Mentre l’Unhcr denuncia la morte nel mar Mediterraneo di almeno 3.419 persone, decedute nel 2014 nel tentativo di raggiungere l’Europa, Frontex si lamenta per gli interventi “fuori area” delle navi impegnate nella missione Triton (per un approfondimento su Triton clicca qui).
Secondo l’Alto Commissariato delle Nazioni Unite per i Rifugiati il Mediterraneo sarebbe “diventato il più letale dei tragitti”. Lo ha affermato l’Alto Commissario per i Rifugiati António Guterres a Ginevra, durante i preparativi per l’apertura del Dialogo dell’Alto Commissario per il 2014, forum annuale di discussione politica, quest’anno dedicato alla protezione in mare (Qui l’intervento completo: http://www.unhcr.org/54882c149.html). Protezione che, denuncia l’Unhcr, è pressoché assente: Guterres ha infatti sottolineato che “la priorità di alcuni governi sembra essere sempre di più quella di tenere lontani gli stranieri piuttosto che di garantire il diritto di asilo.
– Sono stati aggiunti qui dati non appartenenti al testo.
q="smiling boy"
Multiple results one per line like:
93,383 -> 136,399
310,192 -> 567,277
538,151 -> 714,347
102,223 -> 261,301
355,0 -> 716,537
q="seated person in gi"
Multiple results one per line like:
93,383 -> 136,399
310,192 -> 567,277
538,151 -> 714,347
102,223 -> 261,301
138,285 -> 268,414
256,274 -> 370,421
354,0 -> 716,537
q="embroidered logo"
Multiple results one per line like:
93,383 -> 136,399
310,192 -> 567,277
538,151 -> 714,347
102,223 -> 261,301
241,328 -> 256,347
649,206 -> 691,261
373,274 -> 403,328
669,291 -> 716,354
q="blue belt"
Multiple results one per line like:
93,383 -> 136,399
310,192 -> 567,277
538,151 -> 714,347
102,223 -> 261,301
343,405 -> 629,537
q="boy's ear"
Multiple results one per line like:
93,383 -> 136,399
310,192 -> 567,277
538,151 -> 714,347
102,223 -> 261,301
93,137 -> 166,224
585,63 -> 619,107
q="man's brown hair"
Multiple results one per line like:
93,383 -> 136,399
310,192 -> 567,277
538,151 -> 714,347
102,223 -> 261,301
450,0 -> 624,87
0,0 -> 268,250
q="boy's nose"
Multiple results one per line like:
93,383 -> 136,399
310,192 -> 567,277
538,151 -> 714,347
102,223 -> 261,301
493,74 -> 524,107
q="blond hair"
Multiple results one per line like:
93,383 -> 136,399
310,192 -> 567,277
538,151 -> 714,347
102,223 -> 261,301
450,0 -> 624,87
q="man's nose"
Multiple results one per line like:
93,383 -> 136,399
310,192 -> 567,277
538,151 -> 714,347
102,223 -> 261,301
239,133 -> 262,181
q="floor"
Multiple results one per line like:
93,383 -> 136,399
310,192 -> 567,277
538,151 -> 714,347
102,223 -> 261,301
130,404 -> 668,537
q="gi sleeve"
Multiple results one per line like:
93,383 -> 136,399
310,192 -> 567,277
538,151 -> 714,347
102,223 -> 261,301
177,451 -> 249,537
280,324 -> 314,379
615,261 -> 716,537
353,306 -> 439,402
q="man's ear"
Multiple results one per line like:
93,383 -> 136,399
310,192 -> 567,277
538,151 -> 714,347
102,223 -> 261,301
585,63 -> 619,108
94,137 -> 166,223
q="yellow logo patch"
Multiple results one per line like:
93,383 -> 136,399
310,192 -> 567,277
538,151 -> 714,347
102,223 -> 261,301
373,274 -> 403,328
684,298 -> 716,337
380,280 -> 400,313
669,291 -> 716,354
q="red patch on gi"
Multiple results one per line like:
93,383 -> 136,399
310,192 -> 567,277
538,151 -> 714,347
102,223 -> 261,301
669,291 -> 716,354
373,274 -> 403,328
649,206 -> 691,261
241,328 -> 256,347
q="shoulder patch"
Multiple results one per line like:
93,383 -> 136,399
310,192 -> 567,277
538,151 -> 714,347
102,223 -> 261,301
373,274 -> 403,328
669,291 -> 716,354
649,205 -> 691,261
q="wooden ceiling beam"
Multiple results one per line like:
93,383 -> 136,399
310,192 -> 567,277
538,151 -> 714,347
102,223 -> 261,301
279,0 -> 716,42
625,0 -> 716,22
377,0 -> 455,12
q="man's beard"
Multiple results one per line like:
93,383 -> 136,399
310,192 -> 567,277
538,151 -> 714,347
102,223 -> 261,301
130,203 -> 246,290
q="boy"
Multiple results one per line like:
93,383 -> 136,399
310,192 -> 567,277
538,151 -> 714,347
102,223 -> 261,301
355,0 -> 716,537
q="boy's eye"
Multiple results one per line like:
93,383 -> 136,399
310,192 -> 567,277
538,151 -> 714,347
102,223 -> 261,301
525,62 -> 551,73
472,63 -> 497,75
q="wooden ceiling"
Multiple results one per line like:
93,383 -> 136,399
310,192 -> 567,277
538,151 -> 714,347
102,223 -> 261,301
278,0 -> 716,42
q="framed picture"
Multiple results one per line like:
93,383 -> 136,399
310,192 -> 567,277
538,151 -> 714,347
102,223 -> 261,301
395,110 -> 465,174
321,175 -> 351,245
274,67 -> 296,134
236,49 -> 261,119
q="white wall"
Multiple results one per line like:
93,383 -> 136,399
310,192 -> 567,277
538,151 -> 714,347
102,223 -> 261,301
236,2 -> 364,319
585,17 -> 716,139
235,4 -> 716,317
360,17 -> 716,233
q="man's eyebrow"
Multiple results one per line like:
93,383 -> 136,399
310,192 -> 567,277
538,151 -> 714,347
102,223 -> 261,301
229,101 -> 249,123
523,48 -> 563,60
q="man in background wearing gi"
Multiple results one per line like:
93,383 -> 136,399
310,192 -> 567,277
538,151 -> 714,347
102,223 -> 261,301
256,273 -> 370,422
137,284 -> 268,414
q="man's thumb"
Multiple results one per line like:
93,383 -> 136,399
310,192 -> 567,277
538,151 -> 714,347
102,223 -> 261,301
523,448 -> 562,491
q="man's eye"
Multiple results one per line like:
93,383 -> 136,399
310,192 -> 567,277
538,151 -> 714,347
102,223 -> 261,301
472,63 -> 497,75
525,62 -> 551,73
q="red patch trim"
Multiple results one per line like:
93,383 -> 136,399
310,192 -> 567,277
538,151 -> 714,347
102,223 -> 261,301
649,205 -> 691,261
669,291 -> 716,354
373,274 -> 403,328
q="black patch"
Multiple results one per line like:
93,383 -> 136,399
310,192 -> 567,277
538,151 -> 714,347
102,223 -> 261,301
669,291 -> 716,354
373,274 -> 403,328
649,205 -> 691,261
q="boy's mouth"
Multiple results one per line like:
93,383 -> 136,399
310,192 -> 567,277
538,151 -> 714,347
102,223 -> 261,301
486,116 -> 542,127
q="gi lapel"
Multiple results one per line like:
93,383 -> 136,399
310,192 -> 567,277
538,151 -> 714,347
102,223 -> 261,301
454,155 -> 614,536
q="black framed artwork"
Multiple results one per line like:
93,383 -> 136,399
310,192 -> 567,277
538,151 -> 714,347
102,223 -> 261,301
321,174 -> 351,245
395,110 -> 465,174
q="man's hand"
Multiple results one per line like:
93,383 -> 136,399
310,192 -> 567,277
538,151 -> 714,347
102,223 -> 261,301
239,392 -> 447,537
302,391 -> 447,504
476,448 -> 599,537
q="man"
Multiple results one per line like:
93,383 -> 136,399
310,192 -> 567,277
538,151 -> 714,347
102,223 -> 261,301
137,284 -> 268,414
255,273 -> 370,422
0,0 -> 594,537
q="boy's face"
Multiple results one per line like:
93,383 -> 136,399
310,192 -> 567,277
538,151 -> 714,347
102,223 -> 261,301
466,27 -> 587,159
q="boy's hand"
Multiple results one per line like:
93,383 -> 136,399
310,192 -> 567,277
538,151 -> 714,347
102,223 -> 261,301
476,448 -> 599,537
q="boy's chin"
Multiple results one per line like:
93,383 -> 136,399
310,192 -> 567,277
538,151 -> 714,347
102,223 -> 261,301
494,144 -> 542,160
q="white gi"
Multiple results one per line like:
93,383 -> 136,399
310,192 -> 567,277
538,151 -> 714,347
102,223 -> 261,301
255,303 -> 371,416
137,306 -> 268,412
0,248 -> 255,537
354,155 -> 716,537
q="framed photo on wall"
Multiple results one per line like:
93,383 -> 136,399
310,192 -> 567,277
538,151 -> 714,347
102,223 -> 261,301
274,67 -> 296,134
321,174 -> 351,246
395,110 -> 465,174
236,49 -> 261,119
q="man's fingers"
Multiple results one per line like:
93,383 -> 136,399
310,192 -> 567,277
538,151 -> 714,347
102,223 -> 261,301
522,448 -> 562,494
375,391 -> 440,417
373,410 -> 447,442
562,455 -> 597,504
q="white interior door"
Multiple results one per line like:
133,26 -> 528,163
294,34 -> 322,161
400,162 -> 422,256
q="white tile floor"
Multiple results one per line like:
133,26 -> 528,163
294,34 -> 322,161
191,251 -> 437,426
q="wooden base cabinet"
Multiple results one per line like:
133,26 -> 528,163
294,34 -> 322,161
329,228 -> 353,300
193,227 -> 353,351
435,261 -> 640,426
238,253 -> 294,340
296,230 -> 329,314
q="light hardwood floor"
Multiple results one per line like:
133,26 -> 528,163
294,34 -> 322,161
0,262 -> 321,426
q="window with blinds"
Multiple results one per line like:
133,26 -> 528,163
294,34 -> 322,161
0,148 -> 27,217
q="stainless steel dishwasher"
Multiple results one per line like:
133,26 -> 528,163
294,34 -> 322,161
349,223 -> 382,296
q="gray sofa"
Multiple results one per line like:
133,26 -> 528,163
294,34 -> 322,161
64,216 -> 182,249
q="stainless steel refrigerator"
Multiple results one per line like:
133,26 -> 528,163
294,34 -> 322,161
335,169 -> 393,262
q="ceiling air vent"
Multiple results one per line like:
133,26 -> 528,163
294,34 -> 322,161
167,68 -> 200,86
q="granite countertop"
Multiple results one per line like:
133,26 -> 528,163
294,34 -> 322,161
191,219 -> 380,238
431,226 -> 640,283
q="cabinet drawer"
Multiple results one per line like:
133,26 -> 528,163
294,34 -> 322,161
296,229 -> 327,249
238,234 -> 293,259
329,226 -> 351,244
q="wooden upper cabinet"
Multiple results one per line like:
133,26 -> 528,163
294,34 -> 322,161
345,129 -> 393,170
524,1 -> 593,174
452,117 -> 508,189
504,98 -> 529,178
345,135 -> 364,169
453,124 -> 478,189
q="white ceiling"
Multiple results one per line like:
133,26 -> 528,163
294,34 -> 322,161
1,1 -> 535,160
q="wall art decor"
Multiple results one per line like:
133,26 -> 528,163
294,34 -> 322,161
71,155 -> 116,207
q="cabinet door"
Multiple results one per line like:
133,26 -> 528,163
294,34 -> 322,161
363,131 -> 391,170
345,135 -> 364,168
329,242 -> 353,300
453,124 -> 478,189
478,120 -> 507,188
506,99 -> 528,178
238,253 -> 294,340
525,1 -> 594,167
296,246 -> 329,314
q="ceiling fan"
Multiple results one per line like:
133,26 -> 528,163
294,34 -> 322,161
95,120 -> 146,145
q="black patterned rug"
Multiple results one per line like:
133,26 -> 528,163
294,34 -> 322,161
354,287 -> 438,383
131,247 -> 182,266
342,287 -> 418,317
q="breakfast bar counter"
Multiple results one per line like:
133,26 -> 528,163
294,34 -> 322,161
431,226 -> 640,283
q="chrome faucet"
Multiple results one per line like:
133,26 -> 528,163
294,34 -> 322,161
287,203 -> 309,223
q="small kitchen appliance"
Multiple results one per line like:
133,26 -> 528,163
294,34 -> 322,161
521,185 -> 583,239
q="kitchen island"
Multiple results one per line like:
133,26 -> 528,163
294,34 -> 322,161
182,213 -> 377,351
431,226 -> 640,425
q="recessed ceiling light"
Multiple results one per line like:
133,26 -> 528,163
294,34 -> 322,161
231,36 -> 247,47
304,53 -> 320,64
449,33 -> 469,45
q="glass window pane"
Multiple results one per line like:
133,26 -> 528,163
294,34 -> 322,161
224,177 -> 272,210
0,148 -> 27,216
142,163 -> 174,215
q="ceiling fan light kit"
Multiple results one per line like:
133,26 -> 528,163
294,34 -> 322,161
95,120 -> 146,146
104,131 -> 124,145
Un errore – ha proseguito l’Alto commissario – e più precisamente la reazione sbagliata in un’epoca in cui il numero di persone in fuga dalle guerre ha raggiunto livelli record”. Secondo le stime delle autorità costiere e le informazioni derivanti da attività di monitoraggio, sarebbero almeno 348.000 le persone che hanno provato ad attraversare il mare dall’inizio di gennaio. “L’Europa, che confina con importanti conflitti a sud (Libia), est (Ucraina) e sud-est (Siria/Iraq), è stata destinataria del numero più elevato di arrivi via mare”: più di 207.000 persone hanno provato a raggiungere il Vecchio Continente, quasi tre volte in più rispetto al picco di circa 70.000 del 2011, in corrispondenza con la cosiddetta Primavera araba. E, se “storicamente la motivazione principale è sempre stata la ricerca di migliori opportunità economiche”, nel 2014 i richiedenti asilo rappresentano la componente maggioritaria di questo flusso: “il 50% circa degli arrivi è composto infatti da persone provenienti da paesi di origine dei rifugiati, principalmente Siria ed Eritrea”.
Mentre l’Unhcr mette “in guardia la comunità internazionale sul rischio di distogliere l’attenzione dall’impegno nel salvare vite umane”, Frontex esprime la propria preoccupazione “per i ripetuti interventi ‘fuori area’ di queste settimane nel Mediterraneo, oltre le 30 miglia marine dalle coste italiane”. Come riportato dall’agenzia Adnkronos e dal sito di informazione Euractiv.it, il direttore della divisione operativa dell’agenzia Frontex Klaus Rosler ha scritto una lettera al direttore dell’Immigrazione e della Polizia delle Frontiere del Viminale Giovanni Pinto, dicendosi “preoccupato per i continui interventi ‘fuori area’ di Triton”. In particolare, Rosler si riferirebbe a un evento accaduto il 20 novembre scorso, quando il Centro operativo di controllo di Roma, dopo aver ricevuto una telefonata satellitare, ha dato istruzioni a un’unità di Frontex di recarsi sul posto per verificare l’eventuale presenza di imbarcazioni in difficoltà. “Frontex ritiene che una telefonata satellitare non possa considerarsi di per sé un evento di search and rescue – si leggerebbe nella lettera – e raccomanda, dunque, che siano intraprese azioni per investigare e verificare, e solo in seguito, in caso di difficoltà, attivare un altro assetto marittimo. Frontex, inoltre, non considera necessario e conveniente sotto il profilo dei costi l’utilizzo di pattugliatori (offshore patrol vessel) per queste attività di verifica iniziale al di fuori dell’area”. Una vera lettera di richiamo, in cui Frontex spiega che “le istruzioni impartite alle navi di portarsi in zone poste fuori dall’area operativa di Triton per prestare soccorso a imbarcazioni in difficoltà non sono coerenti con il piano operativo, e purtroppo non saranno prese in considerazione in futuro”.
La lettera di Frontex, che ben esplicita gli obiettivi dell’agenzia europea – il controllo delle frontiere e non certo il soccorso delle persone– arriva non solo nello stesso giorno in cui l’Unhcr lancia un forte allarme alla comunità internazionale. Solo cinque giorni fa, un gommone partito dalla Libia, da giorni in avaria, è stato raggiunto da due motovedette della Guardia costiera e da un rimorchiatore civile, 110 miglia a sud di Lampedusa e 50 miglia a nord di Tripoli. 73 le persone tratte in salvo. 18 i morti per ipotermia, nell’ennesima strage accaduta nel “più letale dei tragitti”.